Les relations entre santé publique et économie sont certainement le plus gros casse-tête politique. On pourrait dire de façon laconique que ce qui est bon pour la santé est mauvais pour l’économie et vice versa.
Le domaine le plus caricatural est celui de l’agro-alimentaire. Le sucre a créé la plus irréductible des addictions et il est à l’origine de la majorité des maladies chroniques et coûteuses. L’obésité, en augmentant vertigineusement l’incidence de la prématurité et de ses handicaps, a bouleversé la trajectoire évolutionniste de notre espèce. Quel dirigeant risquerait d’amoindrir les filières tentaculaires du sucre ? Quel politique négligerait l’immédiateté du PIB au profit de l’avenir hypothétique des générations ?
Le rapport morbide entre automobile et sédentarité est du même ordre. Interdire l’automobile en ville mettrait en péril une industrie vitale pour notre économie. En cas de crise économique, on va jusqu’à offrir des primes pour l’achat d’un véhicule : souvenez-vous des pittoresques « jupettes » et « balladurettes ».

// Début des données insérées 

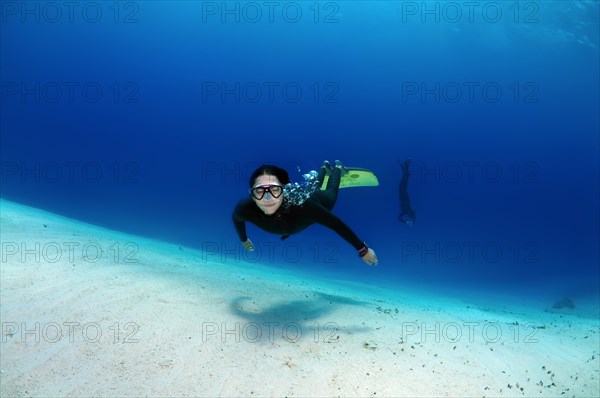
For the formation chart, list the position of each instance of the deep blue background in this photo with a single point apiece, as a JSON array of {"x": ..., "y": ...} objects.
[{"x": 175, "y": 157}]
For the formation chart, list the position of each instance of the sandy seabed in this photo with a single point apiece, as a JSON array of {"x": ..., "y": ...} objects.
[{"x": 86, "y": 311}]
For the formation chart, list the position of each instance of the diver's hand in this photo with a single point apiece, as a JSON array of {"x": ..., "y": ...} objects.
[
  {"x": 370, "y": 258},
  {"x": 248, "y": 245}
]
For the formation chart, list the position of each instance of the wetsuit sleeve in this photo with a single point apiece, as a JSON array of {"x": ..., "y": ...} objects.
[
  {"x": 320, "y": 215},
  {"x": 239, "y": 218}
]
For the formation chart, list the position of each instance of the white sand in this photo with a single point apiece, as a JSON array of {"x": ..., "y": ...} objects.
[{"x": 173, "y": 325}]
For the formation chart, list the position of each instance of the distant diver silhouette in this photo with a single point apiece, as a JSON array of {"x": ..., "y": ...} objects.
[{"x": 407, "y": 213}]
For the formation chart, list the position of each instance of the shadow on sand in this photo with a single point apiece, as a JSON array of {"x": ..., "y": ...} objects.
[{"x": 294, "y": 320}]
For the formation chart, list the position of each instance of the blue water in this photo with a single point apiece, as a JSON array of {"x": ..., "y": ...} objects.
[{"x": 148, "y": 117}]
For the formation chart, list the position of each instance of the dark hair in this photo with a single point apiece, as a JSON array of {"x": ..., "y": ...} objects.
[{"x": 270, "y": 169}]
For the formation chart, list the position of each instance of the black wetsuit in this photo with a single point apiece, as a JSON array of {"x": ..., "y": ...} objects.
[
  {"x": 405, "y": 208},
  {"x": 288, "y": 220}
]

La suppression du tabac mettrait en faillite la pneumologie et la cardiologie, ferait vaciller la cancérologie et anéantirait cette industrie pourvoyeuse de richesse et principal soutien de l’industrie cinématographique. Les taxes sur le tabac, destinées à limiter la consommation, ont une hypocrisie plus méritoire que les taxes sur l’essence. Par ailleurs le tabac et l’automobile sont des libertés individuelles difficiles à restreindre malgré le nombre des victimes innocentes (600 000 morts annuelles par tabagisme passif et 1,5 million par la pollution urbaine).
Les citoyens eux-mêmes considèrent ces morts collatérales comme moins dramatiques en raison de leur caractère différé, comparées aux morts immédiates des épidémies. Ceci est pourtant inexact, depuis que la mortalité des pics de pollution se mesure avec une précision quotidienne, surtout chez les enfants, et que la réanimation diffère les morts infectieuses des séniors.
En bref, les 2,5 millions de morts annuelles évitables sont liées à des impératifs économiques ou à des filières intouchables. Il est important de préciser que 40% de ces morts concernent des personnes de moins de 65 ans, contrairement aux épidémies virales dont 90% des morts surviennent après 65 ans.
Sans vouloir absoudre nos dirigeants, je comprends que devant la réalité inextricable des faits, ils ne parviennent plus à concilier les impératifs économiques et sanitaires.
Paradoxalement, malgré leur moindre mortalité, seules les épidémies virales offrent l’occasion politique de faire passer ostensiblement l’économie au second plan derrière la santé. Cela est possible en raison de la « démesure infectieuse » : nous continuons, envers et contre toute évidence, à percevoir les maladies infectieuses comme toujours plus redoutables et plus meurtrières que les autres. Une forme de vice anthropologique, classique et confortable, qui permet de se défausser sur un ennemi extérieur.